In humans, as in all mammals, the rate of growth of young during early life is dependent upon the mother. Maternal nutrition and other factors during pregnancy can influence the growth rate of young in early life, but how this links to later life health is not yet known.

To see if there were any distinct effects of Grb10 absence in either pregnant or suckling mothers, newborn litters were switched from one mother to another at birth. During their study, the team discovered that mice nursed by a mother lacking the Grb10 gene were less fat than normal during suckling. In later life, those same young had smaller fat cells in adulthood.

Surprisingly, mouse pups born to biological mothers lacking the gene, but who were nursed by normal mothers, were also found to have around a third less fat, long into adulthood. Together, these findings suggest that fat levels throughout life are, to some extent, programmed before birth and in early life by a process involving the Grb10 gene.

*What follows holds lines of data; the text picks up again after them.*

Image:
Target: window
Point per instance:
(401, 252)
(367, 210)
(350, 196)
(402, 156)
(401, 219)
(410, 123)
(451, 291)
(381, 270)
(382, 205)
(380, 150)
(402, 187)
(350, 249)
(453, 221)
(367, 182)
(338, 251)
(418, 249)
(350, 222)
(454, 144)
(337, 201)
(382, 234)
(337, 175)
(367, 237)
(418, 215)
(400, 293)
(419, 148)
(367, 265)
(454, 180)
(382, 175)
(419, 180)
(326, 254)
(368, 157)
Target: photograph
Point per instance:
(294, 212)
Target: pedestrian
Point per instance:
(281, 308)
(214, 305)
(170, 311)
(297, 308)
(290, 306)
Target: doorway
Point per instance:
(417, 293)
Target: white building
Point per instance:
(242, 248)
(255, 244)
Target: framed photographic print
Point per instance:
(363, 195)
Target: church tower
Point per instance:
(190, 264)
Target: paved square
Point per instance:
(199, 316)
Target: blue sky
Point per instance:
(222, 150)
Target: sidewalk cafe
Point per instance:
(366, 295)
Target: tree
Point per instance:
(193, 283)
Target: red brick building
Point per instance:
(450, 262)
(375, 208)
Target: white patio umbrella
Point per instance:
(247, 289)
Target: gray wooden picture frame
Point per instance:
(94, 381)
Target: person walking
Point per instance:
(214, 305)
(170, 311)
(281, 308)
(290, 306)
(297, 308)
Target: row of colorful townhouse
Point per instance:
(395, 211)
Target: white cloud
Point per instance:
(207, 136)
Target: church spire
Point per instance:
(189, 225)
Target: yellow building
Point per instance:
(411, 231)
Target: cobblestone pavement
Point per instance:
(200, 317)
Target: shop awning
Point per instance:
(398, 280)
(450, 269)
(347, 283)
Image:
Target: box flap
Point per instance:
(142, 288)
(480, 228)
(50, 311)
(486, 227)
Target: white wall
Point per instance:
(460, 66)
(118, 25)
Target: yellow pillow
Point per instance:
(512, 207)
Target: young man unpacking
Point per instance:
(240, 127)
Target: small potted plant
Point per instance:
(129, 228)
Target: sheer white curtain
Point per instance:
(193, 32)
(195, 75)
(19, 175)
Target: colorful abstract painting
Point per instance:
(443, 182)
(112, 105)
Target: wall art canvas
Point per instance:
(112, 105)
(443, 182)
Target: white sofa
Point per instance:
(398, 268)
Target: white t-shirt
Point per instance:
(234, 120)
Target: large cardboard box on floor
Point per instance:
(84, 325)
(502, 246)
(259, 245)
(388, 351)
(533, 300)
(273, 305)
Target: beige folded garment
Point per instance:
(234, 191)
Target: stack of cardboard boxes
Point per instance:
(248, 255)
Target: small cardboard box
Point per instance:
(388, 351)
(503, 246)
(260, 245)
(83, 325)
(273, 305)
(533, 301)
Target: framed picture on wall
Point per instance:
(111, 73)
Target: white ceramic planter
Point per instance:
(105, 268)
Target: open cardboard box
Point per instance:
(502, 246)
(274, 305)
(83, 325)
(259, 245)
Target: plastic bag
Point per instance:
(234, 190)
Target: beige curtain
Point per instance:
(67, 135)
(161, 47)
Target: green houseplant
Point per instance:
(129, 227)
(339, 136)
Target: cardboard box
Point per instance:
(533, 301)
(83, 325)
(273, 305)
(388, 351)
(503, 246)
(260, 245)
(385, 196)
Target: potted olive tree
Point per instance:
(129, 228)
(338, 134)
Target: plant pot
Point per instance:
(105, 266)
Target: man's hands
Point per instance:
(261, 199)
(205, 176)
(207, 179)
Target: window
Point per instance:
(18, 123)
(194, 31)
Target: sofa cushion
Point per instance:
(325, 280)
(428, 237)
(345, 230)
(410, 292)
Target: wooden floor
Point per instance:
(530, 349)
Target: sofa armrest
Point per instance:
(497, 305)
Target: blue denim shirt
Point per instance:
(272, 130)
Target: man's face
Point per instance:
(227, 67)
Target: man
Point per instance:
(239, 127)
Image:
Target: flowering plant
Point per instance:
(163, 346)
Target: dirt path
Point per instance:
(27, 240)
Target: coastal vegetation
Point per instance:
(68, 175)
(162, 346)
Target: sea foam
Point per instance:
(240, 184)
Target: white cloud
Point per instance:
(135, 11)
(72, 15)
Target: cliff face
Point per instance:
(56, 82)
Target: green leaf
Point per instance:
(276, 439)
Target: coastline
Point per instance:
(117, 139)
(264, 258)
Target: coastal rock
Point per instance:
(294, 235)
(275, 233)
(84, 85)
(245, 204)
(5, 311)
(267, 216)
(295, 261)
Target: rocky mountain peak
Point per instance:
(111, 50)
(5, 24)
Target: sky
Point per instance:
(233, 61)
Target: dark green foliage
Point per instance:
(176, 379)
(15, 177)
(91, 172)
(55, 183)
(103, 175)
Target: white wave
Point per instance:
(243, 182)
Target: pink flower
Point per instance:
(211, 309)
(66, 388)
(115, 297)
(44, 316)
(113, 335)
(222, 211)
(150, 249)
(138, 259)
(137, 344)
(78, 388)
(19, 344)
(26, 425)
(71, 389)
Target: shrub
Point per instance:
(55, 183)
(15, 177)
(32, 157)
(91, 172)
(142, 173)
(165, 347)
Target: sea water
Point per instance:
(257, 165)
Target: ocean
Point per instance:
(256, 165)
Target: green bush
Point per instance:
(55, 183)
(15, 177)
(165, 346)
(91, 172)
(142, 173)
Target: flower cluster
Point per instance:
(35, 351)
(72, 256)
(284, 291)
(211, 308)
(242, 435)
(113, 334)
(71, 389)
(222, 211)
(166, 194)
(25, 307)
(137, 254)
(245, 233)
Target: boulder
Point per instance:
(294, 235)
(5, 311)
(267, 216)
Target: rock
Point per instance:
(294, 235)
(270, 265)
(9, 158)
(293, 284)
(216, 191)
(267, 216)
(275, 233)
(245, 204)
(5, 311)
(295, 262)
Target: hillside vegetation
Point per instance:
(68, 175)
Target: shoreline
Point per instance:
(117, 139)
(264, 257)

'We expect similar mechanisms to work in people,' said Kim, 'but our mouse experiments have enabled us to show cause and effect. This would be much harder to show in people.'

'Studies have begun using modern technology to measure fatness rather than just birthweight in newborn babies, but we will have to wait a lifetime to track their lifelong health. In mice, we now have a key to unlock other parts of the process of programming lifelong fat levels, which will lead to a fuller understanding of how nature and nurture are intertwined.'

Taking the next steps

In the future, the team hope to secure funding to follow up on this lead. Further studies would explore the role the gene plays in the mother that alters later-life fat levels in her offspring, including when and where the function is found.

By understanding the developmental origins of different fat deposits in the body, and how processes before birth can influence them, researchers could uncover opportunities for tackling obesity in future populations. This could even be through simple interventions, such as dietary advice for pregnant women.

However, as mammals have evolved, so too have the processes behind our development - and these processes likely have important benefits. An increased chance of survival at birth for example could come at the expense of later-life health. Before translating any links to human therapies, we must fully understand the mechanisms at work and the potential cost of making changes.